But that didn't dissuade Trump from baselessly citing the later-counted Democratic votes as evidence of a nefarious plot to steal the election.

"He's become detached from reality if he really believes this stuff," Barr told the panel. "There was never an indication of interest in what the actual facts were."

Christina Harvey, executive director of Stand Up America, said in a statement that the House January 6 committee's second high-profile public hearing made clear that "President Trump knew he lost the 2020 election--his own attorney general, lawyers, and campaign manager testified that they told him so."

"Today, we even heard testimony from an electoral expert who was a Fox News political editor on election night 2020 that 'Joseph Robinette Biden, Jr.' was the clear winner of the 2020 presidential election," said Harvey, pointing to Chris Stirewalt, part of the Fox team that drew the ire of Trump supporters by calling Arizona for Biden on election night.

Stirewalt, whom Foxfired just months after the presidential election, said during his testimony that "you're better off to play the Powerball than to have that come in," referring to the Trump team's floundering multistate legal effort to overturn the election.

Harvey noted Monday that "instead of accepting his loss, Trump planned, promoted, and paid for a criminal conspiracy to overturn the will of American voters."

"He peddled bogus claims of election fraud, swindled his supporters out of millions of dollars, and encouraged them to break the law in an effort to block the peaceful transition of power," she added. "It's clear we cannot allow Trump or his allies to evade accountability for the dangerous lies and actions that continue to put our democracy in peril."
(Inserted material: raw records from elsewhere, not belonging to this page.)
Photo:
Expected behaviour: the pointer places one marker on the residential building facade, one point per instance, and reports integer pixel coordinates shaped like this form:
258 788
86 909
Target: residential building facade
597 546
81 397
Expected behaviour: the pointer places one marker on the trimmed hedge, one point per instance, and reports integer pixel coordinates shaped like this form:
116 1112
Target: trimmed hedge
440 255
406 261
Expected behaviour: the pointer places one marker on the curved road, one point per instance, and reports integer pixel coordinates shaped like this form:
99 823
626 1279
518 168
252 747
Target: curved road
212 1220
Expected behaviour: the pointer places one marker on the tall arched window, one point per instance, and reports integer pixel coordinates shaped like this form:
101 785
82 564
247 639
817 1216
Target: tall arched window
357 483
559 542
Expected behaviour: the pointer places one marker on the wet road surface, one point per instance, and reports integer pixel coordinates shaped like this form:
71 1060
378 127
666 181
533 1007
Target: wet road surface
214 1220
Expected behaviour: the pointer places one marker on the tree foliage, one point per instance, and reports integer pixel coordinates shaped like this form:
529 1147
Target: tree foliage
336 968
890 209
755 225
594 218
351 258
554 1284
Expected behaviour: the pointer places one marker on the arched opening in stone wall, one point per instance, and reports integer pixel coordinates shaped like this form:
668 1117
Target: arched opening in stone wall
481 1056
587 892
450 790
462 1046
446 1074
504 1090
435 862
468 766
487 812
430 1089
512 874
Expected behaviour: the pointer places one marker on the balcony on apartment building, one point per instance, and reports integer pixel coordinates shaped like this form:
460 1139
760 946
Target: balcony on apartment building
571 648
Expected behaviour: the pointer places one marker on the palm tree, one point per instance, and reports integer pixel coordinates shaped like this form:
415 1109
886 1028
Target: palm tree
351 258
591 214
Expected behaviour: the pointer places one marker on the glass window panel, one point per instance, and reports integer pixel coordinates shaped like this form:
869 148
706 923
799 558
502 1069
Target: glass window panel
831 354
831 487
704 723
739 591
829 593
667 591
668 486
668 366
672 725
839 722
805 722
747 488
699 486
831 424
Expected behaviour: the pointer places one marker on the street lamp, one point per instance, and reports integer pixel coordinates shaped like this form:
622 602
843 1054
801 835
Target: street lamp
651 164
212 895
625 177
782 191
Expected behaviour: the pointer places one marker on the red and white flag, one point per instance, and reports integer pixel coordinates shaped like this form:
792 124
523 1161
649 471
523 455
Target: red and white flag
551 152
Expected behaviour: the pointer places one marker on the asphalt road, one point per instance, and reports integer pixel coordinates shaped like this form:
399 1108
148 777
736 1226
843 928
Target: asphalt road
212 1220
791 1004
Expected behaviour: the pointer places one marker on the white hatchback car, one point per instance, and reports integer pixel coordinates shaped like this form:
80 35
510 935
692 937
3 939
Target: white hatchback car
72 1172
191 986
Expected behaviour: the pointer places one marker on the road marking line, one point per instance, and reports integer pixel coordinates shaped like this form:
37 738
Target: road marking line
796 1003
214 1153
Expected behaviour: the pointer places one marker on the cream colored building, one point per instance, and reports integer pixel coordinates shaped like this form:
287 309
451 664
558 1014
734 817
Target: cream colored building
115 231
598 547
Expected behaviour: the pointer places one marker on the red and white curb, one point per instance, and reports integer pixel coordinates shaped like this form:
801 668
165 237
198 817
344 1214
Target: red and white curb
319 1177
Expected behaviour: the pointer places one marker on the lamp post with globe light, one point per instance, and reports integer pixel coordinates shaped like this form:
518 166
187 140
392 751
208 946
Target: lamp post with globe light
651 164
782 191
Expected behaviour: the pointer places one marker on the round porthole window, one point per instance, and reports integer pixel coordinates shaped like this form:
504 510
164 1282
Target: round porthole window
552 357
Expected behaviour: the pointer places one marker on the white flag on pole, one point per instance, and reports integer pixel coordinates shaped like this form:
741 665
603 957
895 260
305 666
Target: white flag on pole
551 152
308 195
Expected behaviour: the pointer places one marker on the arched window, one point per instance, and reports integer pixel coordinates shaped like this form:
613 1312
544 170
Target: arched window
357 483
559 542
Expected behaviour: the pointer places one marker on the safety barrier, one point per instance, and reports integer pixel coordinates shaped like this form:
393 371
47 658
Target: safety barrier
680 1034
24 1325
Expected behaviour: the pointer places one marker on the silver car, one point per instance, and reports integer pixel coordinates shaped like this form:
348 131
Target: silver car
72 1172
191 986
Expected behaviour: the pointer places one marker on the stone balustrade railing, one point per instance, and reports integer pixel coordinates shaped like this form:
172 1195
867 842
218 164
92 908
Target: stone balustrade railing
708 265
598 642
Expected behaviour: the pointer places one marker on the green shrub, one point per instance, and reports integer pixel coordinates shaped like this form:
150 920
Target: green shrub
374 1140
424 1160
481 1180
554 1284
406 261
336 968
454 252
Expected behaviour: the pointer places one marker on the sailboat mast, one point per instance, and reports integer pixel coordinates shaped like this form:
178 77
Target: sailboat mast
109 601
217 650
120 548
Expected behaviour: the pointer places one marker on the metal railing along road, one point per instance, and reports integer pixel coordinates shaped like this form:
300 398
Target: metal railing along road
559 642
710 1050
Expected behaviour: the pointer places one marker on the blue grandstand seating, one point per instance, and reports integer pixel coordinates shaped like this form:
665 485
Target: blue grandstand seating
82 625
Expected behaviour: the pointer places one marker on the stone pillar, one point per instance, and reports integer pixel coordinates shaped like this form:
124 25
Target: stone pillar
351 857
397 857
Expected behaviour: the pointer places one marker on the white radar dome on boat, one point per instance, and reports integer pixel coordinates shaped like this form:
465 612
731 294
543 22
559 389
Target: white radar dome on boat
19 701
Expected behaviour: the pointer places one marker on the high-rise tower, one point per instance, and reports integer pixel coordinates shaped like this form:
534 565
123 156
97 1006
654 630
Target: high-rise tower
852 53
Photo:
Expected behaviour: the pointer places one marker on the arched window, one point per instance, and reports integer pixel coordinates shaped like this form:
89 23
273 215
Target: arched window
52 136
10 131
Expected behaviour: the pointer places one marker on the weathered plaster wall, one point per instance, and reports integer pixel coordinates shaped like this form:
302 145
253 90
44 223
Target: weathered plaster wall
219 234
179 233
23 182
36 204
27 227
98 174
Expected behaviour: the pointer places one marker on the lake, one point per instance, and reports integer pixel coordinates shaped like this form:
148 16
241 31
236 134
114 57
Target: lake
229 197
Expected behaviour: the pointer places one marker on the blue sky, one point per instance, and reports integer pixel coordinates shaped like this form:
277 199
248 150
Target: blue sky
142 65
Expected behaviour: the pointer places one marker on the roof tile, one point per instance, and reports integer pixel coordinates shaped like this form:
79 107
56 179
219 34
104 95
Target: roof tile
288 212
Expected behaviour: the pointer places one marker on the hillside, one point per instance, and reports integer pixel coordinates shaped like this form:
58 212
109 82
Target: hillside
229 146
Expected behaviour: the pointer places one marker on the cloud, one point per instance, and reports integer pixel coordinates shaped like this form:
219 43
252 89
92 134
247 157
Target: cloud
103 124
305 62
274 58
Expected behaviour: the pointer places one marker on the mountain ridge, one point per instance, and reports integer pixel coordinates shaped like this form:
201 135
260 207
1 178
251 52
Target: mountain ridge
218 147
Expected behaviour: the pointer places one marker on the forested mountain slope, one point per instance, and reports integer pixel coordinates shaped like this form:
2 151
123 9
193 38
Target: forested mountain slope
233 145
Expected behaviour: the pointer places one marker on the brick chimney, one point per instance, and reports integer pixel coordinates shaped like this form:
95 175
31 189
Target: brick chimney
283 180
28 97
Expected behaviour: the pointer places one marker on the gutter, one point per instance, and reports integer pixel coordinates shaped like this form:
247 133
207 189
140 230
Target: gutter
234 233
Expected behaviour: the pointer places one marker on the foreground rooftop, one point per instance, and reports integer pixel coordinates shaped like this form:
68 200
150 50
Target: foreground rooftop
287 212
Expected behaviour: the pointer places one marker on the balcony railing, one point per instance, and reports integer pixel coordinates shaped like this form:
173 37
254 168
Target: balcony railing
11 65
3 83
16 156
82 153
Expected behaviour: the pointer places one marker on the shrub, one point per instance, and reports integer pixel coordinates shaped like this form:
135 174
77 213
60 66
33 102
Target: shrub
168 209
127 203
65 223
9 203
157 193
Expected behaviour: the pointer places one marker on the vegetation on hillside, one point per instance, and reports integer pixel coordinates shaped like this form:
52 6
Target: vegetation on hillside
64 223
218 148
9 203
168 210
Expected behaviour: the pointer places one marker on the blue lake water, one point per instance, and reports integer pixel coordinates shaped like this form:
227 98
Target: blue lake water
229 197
Former Philadelphia City Commissioner Al Schmidt, a Republican who helped investigate the Trump team's claims of voter fraud in Pennsylvania, told the House panel during in-person testimony Monday that local officials took seriously every claim of wrongdoing "no matter how fantastical," including Giuliani's baseless assertion that more than 8,000 "dead people" voted by mail in the battleground state.

"Not only was there not evidence of 8,000 dead voters voting in Pennsylvania," said Schmidt, "there wasn't evidence of eight."

Khalif Ali, executive director of Common Cause Pennsylvania, applauded Schmidt for his testimony "and for his continued willingness to speak the truth in the face of lies and harrowing threats" from Trump supporters.

"The Big Lie was just that--a lie," said Ali. "We look forward to the planners and perpetrators of the attack on the Capitol on January 6 being held responsible. We also look forward to accountability for the people who have threatened and harassed election workers and officials."